[Note: This post has been updated (1) as of 11:55 PM Eastern on 13 Feb. See below.]
Here it is, and in great detail, right from the horse's mouth, so to speak. And here's a report from Playbill Arts on the in-tandem press conference held today by Peter Gelb. And another report on the press conference written by Daniel J. Wakin for The New York Times, along with some reaction to what Mr. Gelb had to say.
Separately, the following excerpt from an Associated Press story, pre-press conference, is particularly encouraging; not only for the thing in itself, but for what it reveals about Mr. Gelb's thinking:
Gelb, who takes over as general manager from Joseph Volpe on Aug. 1, outlined his vision for the company, which will offer six new productions next season for the first time since 1990-91.
He doesn't think Andrea Bocelli, who has a wide following but has been disparaged by opera fans, has a place at the Met. He also said he doesn't have plans to bring in some of the European directors who have provoked the most controversy, such as Hans Neuenfels, Calixto Bieito and Phyllida Lloyd.
[...]
[Gelb] doesn't ... want to bring in directors who have incited audiences with radical plot distortions.
"What I'm not interested in is having directors here who are anti-story tellers, and that's how I would group a lot of directors who subject audiences in Europe to unpleasant artistic experiences," Gelb said.
The one immediately discouraging item I read in the Met's detailed PR release linked above is this:
The Met will launch a new annual series of winter holiday family entertainment, offered at family-friendly prices, beginning this December. Julie Taymor will create an abridged [90-minute], English-language production of her fantastical Met production of Mozart’s The Magic Flute, offered in a new [English] translation by J.D. McClatchy.

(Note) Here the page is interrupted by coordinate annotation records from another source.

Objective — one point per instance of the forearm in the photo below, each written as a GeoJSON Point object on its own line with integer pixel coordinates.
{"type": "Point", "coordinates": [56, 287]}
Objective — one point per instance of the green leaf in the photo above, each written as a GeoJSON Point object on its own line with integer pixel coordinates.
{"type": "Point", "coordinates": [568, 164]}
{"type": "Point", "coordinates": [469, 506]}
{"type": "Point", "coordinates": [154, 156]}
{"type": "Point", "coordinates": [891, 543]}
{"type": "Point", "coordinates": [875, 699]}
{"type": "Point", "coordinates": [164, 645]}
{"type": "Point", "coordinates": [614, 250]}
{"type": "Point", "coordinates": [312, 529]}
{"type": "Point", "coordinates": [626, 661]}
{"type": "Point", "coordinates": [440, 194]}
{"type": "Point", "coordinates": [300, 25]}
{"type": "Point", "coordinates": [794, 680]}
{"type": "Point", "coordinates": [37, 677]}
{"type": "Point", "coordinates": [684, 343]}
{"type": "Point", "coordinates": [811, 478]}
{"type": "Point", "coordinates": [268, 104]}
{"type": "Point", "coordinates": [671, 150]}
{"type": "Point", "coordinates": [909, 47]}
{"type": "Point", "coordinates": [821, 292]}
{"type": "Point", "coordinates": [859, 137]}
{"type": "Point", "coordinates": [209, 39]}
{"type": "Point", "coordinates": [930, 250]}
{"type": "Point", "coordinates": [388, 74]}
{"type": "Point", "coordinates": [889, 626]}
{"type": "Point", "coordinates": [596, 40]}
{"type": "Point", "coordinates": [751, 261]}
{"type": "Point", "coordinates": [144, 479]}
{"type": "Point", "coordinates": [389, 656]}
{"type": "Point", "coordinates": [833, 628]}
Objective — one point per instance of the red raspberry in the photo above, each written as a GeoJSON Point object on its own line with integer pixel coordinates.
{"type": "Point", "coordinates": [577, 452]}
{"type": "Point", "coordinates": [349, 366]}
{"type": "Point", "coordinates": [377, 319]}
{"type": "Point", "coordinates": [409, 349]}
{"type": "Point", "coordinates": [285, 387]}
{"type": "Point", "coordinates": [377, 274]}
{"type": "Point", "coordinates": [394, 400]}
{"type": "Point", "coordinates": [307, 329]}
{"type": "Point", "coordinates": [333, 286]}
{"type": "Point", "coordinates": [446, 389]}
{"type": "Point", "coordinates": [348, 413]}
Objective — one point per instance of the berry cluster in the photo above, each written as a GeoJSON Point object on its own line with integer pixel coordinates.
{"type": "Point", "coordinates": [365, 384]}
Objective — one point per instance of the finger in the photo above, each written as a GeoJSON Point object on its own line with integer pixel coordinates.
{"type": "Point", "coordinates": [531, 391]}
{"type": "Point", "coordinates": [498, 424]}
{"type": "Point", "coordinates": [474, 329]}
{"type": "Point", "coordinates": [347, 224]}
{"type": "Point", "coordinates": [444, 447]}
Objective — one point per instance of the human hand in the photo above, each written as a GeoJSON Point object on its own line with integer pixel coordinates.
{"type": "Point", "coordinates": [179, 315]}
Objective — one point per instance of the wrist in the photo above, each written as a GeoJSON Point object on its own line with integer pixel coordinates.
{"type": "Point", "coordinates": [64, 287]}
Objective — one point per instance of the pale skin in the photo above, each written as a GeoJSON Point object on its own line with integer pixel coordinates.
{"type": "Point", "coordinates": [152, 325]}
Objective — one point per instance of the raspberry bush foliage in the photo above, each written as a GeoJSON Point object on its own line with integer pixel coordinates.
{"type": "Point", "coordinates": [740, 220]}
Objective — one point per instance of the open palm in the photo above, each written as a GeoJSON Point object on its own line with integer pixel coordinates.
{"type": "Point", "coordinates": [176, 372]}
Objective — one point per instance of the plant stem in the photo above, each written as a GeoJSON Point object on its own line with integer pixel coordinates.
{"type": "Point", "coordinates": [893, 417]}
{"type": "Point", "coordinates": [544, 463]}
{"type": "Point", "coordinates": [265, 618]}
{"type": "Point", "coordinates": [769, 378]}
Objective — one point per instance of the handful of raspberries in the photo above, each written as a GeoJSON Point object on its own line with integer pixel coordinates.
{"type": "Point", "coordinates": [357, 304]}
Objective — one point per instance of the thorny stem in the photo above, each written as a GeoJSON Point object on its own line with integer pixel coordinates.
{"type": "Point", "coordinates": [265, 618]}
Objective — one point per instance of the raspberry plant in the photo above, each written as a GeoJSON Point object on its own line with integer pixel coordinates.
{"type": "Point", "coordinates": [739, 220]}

I simply don't see how that abridgment can be done without destroying the musical and dramatic integrity of the work. As I've previously written on this blog concerning this abridged production of Zauberflöte, "[I]f Mozart's original intention for Zauberflöte was to write a 90-minute, fast-moving entertainment, he would have written a 90-minute, fast-moving entertainment rather than what he did write: a transcendent, two-act, three-hour, Singspiel that's among the most sublime works of art in all of music."
Well, let's wait and see.
Update (11:55 PM Eastern on 13 Feb): I thought I would expand a bit on my above objection to an abridged Met Zauberflöte by reprinting below a verbatim excerpt from an eMail correspondence of last July. "_Z_" is, of course, Zauberflöte.
My points are several.
First, it's the *Met* we're here talking about. I could, for instance, understand, and perhaps excuse, a "tab" _Z_ produced by some provincial house or off-mainstream venue for any number of practical reasons, but never by the Met. The Met's an "Opera House Of Record", so to speak, and such a gross disfigurement of any work, much less of a masterpiece such as _Z_, is simply unacceptable and inexcusable. For the Met to justify such a production on the grounds that "a 90-minute, fast-moving entertainment is a lot closer to Mozart's original intention," or that it helps build young audiences, are both, and at best, rationalizations; ones that are, to not put too fine a point on it, simply absurd; the former for reasons that ought to be perfectly clear and inarguable; the latter because it's simply untrue.
The notion that a full version of _Z_ is incapable of holding the attention of a young audience, most especially in this new Taymor production, flies in the face of one of the things that makes _Z_ the transcendent masterpiece it is: its ability to capture the imagination of all manner of audiences, naïve and erudite, childlike and sophisticated equally. The only change that would be required for a young, naïve, and unsophisticated audience in this country is that the *spoken* parts be done in English rather than German. Any young audience that can sit through and be riveted by, say, one of the _Lord of The Rings_ movies, which dramatically, at its most naïve level, is way more complex and difficult than _Z_ at that same level, can handle and be engrossed by a well-done, full _Z_ with no difficulty whatsoever.
And the argument that no one loses by a cut _Z_ in addition to, rather than as a replacement for, the full version, is, I think, way shortsighted if not outright wrongheaded. The primary loser in such an arrangement is the very audience the cut _Z_ was intended to benefit, as what it gets is a fundamentally false idea of Mozart's masterpiece; one that's difficult to displace or rid oneself of later on as are first impressions of just about anything.
So, in short, I can think of no adequate or legitimate justification for a cut Met production of _Z_ in any circumstance, or for any reason whatsoever.